KLASSENKRAMPF: Posh, posh ins Körbchen!
Trends & Demut
Kürzlich hat mich beinahe ein weißer Lieferwagen erwischt. Der glatzköpfige Fahrer bretterte über den Asphalt und gefiel sich in seiner emotionslosen Pose, als ich kreischend auf den Bordstein sprang. Wieder so ein White Van Man.
Der griffige Slogan meint mehr als den genervten Klempner oder Teppichleger auf dem Weg in den Feierabend. Der rasende weiße Ford Transit ist Englands leidenschaftlich gelebte Verkörperung des Arbeiterklassen-Machismo. Wer als ordentlicher Lad mit weißem Lieferwagen nicht rast, wird später im Pub von den Kumpels ausgelacht.
Die britische Aristokratie macht es mit ihren seit Jahrhunderten gepflegten, grenzwertigen Etiketten ja nicht anders. Interessant ist nun, dass die Arbeiterklasse für das Pflegen ihrer Werte gesellschaftlich respektiert, die Oberschicht aber für das Haften an Etiketten verachtet wird. Das spüren derzeit auch die Tories. Der Unterhaus-Wahltermin rückt näher, und plötzlich will jede Partei ganz dringend eine Partei des Volkes sein. Und da geraten der konservativen Partei die Elite-Biografien ihrer Mitglieder zu Stolpersteinen.
Derzeit kursiert im Netz eine Witzkampagne, initiiert vom Guardian, auf der ein düster blickender Gordon Brown raunt: „Step outside, posh boy“. Zeig dich, du vornehmer Bengel. Eine Aufforderung an den Tory-Chef David Cameron, ehemaliger Eton-Schüler und Oxford-Vorzeigestudent. Unschlagbar posh und nun unschlagbar peinlich.
Geht man auf die Webseite der Konservativen hat man den Eindruck, dass die Biografien der wenigen Mitglieder mit „ganz normaler“ Schulausbildung plötzlich besonders glänzen („Er besuchte eine staatliche Schule …“, „er arbeitete in der Zeche wie schon Vater und Opa …“), während die teuer bezahlten Eliteausbildungen der Tory-Mehrheit mit fast kabarettistischer Renitenz verschwiegen werden. Der adlige Schattenfinanzminister George Osborne ist auf einmal nur profan in London „geboren und ausgebildet“, die edle Schulzeit von Schattenjustizminister Dominic Grieve an einem der besten französischen Lycées wird erst gar nicht erwähnt. Viel zu posh! Ähnliche Chamäleon-Strategien wenden die First Ladies der Parteichefs derzeit bei ihren Outfits an.

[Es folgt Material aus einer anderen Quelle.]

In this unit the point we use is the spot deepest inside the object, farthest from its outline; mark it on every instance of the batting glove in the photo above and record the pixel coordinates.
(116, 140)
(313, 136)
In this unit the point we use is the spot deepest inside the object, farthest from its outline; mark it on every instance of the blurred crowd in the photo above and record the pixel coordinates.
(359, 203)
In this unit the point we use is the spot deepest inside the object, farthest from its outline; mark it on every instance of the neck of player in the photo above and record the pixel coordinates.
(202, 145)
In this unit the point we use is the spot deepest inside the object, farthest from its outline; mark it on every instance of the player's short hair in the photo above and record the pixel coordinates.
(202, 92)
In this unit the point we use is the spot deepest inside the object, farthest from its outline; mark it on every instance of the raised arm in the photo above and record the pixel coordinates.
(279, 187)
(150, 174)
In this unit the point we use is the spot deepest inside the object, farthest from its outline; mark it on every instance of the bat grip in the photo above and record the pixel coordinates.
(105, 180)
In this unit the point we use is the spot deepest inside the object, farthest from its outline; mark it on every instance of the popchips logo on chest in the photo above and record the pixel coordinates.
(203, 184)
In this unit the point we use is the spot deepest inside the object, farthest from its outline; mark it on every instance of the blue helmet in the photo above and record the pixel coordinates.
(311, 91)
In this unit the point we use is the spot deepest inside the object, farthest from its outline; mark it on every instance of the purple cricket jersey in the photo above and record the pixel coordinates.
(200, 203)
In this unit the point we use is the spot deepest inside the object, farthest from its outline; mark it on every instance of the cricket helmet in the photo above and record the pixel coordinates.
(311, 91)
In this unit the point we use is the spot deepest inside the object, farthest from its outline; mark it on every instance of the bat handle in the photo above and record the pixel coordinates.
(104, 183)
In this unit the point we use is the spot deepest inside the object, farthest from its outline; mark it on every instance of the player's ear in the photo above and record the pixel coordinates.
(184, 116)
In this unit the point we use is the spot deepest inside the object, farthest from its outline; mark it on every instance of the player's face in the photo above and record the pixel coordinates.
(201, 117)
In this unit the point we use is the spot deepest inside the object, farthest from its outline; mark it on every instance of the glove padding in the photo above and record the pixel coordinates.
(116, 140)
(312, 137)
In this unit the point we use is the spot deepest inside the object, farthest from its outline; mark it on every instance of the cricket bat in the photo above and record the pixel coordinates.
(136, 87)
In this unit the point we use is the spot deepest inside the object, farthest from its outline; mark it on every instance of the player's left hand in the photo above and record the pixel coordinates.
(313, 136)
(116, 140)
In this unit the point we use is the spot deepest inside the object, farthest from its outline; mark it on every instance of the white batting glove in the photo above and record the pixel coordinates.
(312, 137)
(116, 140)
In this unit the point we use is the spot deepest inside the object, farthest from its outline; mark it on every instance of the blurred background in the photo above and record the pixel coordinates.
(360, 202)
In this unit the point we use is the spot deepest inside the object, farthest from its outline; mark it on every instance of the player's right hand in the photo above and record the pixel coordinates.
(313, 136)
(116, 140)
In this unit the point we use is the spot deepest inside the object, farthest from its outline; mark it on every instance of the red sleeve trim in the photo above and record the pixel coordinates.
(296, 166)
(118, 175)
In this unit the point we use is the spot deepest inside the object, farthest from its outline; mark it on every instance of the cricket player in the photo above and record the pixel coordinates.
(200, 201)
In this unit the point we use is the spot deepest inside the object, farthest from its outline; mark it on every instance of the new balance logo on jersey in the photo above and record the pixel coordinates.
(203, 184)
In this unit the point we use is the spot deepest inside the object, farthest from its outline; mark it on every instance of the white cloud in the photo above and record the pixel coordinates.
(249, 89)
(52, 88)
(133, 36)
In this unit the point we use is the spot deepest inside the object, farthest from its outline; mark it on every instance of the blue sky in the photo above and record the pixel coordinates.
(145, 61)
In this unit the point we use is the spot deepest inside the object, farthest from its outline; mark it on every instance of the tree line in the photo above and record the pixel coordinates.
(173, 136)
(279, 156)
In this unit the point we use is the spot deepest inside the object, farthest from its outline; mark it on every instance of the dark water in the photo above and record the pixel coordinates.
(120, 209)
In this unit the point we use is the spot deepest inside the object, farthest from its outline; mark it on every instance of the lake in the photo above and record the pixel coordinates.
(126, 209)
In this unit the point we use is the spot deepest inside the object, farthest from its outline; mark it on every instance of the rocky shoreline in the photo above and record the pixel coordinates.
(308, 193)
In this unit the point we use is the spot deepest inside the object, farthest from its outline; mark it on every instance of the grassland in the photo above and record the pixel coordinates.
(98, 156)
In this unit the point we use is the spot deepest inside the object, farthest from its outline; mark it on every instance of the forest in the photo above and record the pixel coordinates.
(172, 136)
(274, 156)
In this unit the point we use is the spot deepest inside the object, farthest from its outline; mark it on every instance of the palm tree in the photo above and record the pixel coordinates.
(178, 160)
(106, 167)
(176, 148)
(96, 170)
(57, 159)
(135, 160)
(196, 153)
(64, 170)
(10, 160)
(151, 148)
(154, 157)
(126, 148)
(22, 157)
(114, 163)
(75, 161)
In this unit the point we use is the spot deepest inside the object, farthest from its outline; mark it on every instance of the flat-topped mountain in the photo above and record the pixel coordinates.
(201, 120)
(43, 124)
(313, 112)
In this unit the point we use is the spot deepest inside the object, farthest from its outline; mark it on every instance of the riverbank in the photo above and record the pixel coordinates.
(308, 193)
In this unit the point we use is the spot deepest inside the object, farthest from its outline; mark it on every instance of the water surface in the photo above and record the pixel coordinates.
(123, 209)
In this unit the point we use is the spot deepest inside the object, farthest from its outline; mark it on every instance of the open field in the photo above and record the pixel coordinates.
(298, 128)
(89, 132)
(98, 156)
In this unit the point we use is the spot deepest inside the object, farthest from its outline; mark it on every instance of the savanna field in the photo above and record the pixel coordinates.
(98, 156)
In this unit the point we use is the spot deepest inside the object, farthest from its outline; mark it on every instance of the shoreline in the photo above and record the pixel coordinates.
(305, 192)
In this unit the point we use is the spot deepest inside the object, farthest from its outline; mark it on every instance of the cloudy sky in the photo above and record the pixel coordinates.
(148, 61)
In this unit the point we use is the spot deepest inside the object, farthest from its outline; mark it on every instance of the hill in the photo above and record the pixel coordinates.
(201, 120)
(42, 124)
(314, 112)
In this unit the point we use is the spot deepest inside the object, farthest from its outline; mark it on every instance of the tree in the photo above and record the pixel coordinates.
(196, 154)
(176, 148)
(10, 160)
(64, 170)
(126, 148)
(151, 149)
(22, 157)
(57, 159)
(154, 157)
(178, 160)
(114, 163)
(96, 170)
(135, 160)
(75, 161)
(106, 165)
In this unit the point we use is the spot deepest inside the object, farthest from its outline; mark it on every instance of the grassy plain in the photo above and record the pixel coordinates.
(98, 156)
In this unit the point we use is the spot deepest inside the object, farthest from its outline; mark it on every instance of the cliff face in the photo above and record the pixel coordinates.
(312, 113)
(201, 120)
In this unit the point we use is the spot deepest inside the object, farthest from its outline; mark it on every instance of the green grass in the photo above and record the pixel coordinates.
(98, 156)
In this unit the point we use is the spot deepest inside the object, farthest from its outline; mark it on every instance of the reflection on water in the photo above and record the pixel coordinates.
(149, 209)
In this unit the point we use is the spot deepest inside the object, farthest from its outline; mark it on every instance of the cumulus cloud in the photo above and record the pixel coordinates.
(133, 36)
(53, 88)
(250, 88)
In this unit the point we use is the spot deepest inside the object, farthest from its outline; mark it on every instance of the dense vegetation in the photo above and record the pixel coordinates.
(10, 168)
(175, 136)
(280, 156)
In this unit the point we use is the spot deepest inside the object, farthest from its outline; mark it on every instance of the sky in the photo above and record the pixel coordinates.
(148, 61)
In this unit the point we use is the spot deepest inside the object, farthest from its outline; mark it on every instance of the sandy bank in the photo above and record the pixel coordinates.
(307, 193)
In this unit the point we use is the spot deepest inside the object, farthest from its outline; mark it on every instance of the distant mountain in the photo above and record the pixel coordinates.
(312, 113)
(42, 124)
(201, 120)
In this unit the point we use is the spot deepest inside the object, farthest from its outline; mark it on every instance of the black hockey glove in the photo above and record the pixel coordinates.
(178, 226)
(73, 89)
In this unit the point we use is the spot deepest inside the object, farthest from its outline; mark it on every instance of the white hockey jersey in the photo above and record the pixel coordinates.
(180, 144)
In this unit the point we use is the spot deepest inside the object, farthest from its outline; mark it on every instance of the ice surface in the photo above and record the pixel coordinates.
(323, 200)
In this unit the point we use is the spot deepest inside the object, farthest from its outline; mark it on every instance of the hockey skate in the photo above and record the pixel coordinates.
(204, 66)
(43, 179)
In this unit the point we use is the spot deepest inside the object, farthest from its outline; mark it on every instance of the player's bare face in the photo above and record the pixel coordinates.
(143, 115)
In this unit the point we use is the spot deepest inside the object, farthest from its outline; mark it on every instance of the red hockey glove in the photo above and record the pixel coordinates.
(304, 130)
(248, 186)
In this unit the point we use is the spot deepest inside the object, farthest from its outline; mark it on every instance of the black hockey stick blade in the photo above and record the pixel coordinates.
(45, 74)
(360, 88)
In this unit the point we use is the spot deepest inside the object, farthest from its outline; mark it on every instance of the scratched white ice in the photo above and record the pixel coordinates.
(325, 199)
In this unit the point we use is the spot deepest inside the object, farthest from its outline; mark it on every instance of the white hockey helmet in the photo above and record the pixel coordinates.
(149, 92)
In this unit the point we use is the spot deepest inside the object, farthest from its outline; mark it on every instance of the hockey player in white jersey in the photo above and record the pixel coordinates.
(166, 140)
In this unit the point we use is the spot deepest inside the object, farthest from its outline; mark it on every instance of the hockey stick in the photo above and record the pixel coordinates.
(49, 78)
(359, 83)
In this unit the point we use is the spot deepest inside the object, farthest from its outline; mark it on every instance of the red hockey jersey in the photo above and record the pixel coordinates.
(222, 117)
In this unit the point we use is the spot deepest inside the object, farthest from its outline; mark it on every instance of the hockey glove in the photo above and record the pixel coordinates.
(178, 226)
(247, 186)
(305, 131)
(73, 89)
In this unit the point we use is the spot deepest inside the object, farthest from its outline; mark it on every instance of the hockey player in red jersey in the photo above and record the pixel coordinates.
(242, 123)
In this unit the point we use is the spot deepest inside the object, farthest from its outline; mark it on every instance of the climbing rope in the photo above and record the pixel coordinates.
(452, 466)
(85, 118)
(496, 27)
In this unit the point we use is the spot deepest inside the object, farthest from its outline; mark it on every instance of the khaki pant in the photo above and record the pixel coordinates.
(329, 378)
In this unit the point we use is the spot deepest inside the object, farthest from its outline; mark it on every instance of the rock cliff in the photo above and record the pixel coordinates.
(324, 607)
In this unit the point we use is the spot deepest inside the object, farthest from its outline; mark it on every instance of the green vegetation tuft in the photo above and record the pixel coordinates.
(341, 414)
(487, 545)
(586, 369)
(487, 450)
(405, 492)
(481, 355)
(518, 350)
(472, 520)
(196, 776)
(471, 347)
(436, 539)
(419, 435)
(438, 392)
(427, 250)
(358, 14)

Bei öffentlichen Terminen tragen sie 39-Euro-Cardigans und erst unbeobachtet am Abend wieder die Prada-Robe. Doch diese Wir-sind-eigentlich-wie-ihr-Strategie könnte nach hinten losgehen, denn im Grunde hängen die Briten an ihrem säuberlich aufgebauten Klassensystem und wollen weiterhin den verwöhnten Privatschüler verachten, genauso wie den Proll mit Kampfhund. „Würde er wenigstens zu seiner Upperclass-Attitüde stehen, würde ihn das glaubhafter machen“, schrieb eine Leserin über David Cameron im Daily Mirror.
Ob sie ihn deshalb wählen würde? Viele Wähler trauen weder Brown noch Cameron. Dann doch eher einem ehrlich rasenden Klempner. Die Sun hat das übrigens schon lange erkannt und den White Van Man vor ein paar Jahren als repräsentative Stimme des Volkes bestimmt. Lieber rasen statt lügen.